Clutching at straws still doesn't quite cover some of the other pleas made for why the legislation must not pass. Charles Moore invoked the inability to consummate the marriage and the difficulties this would mean for getting a divorce, then plucked at marriage being about children, ignoring how gay couples have been able to adopt for a decade now.  Nadine Dorries, bless her, brought up adultery, something she has personal knowledge of. Sir Roger Gale suggested one solution was we should do away with civil partnerships and bring in civil unions, allowing brothers and sisters to register their love if they so wished, as that would be "a way forward" while this was not.  That Roger Gale's opinion on the sanctity of marriage as it stands currently didn't stop him divorcing his first, or indeed second wife is clearly irrelevant.  As for Peter Bone, whose hilarious motif is to invoke Mrs Bone at every opportunity, he felt it should go to a referendum at the same time as the vote on Europe, as "[W]hy is my view, or the leader of my party’s, more important than the person in the Dog and Duck?" It's a good question, and presumably Bone will have no objections then to the introduction of a Swiss-style referendum system, with all that entails.

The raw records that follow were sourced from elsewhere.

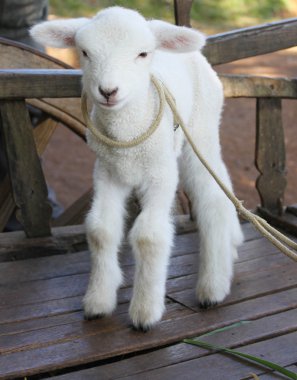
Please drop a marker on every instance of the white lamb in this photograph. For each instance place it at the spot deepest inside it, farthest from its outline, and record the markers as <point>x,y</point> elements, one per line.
<point>119,51</point>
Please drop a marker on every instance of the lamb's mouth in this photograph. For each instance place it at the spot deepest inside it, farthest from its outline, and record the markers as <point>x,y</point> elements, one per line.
<point>110,105</point>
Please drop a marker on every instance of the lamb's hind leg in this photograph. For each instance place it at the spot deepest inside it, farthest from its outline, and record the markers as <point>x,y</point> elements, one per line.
<point>218,225</point>
<point>104,227</point>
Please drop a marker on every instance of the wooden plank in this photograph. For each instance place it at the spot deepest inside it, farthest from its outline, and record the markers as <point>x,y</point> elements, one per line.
<point>64,264</point>
<point>282,350</point>
<point>182,11</point>
<point>71,281</point>
<point>100,346</point>
<point>250,86</point>
<point>42,134</point>
<point>260,329</point>
<point>270,155</point>
<point>7,204</point>
<point>67,83</point>
<point>32,83</point>
<point>63,332</point>
<point>249,42</point>
<point>245,286</point>
<point>15,245</point>
<point>28,183</point>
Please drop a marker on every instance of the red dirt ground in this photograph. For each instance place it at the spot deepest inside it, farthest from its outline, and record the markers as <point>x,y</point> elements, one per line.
<point>68,162</point>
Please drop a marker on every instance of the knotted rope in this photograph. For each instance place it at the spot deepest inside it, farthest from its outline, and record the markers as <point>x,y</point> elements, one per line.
<point>279,240</point>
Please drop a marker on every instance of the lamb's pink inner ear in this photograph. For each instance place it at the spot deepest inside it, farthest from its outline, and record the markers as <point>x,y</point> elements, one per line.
<point>68,40</point>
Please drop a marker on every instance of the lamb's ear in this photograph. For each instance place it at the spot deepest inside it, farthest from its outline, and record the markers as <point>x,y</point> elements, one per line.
<point>176,38</point>
<point>57,33</point>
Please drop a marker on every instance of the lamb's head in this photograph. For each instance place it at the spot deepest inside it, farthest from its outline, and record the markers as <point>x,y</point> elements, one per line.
<point>116,48</point>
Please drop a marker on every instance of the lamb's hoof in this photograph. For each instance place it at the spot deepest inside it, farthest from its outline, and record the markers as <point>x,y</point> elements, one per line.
<point>141,328</point>
<point>207,304</point>
<point>92,317</point>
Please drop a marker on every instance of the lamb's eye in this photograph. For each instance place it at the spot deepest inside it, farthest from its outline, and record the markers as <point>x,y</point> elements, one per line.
<point>144,54</point>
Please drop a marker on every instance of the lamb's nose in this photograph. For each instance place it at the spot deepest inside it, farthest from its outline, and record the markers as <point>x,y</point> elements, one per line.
<point>108,93</point>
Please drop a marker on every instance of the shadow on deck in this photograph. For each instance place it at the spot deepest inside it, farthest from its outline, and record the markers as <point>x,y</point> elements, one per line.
<point>43,334</point>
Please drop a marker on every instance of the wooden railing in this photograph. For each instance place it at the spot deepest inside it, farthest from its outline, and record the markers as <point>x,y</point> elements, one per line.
<point>25,172</point>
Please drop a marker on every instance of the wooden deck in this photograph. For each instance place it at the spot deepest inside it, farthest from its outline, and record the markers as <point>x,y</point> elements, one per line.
<point>43,333</point>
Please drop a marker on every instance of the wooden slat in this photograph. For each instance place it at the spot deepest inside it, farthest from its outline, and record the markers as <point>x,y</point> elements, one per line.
<point>15,246</point>
<point>280,349</point>
<point>250,86</point>
<point>66,83</point>
<point>58,282</point>
<point>102,345</point>
<point>249,42</point>
<point>28,183</point>
<point>7,204</point>
<point>270,155</point>
<point>28,83</point>
<point>263,328</point>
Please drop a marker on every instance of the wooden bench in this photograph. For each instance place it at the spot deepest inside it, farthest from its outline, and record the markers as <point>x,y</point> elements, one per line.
<point>44,270</point>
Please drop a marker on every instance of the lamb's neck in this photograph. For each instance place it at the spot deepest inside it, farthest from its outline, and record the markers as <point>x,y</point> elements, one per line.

The result of the vote, that more Tory MPs voted against (134) than in favour (126) isn't wholly surprising.  It's been apparent since the rebellion on Europe in 2011 that there are a substantial number of backbench MPs who believe if Cameron wasn't so wet that the party would have won outright in 2010, and the numbers just about reflect that if you strip out those opposed purely on religious grounds.  It also underlines that Cameron's promise of the 2017 referendum has hardly bought off any of his naysayers, who decided not to acquiesce even in the face of making his conference comment on gay marriage look ridiculous.  The tone of the debate may not have been quite as heated or as near the knuckle as it could have been, barring the one or two who simply had to bring polygamy or incest into it, but it shows the party as still riven between outright social conservatism and tentative liberalism.


It also can't be good for inner party relations.  Those who voted against ought to explain to the faces of their colleagues who are gay why it is they think they shouldn't have the same rights they do.  Iain Stewart, MP for Milton Keynes South, made a very touching speech in which he talked about how he told his parents he was gay, starting the conversation by saying "[Y]ou know, I'm never going to be able to marry".  Should the bill pass through all its hurdles, he soon will.  Those 134 (and those in the other parties who also voted against)  didn't even begin to make the slightest of cases for why he should continue to be denied equality.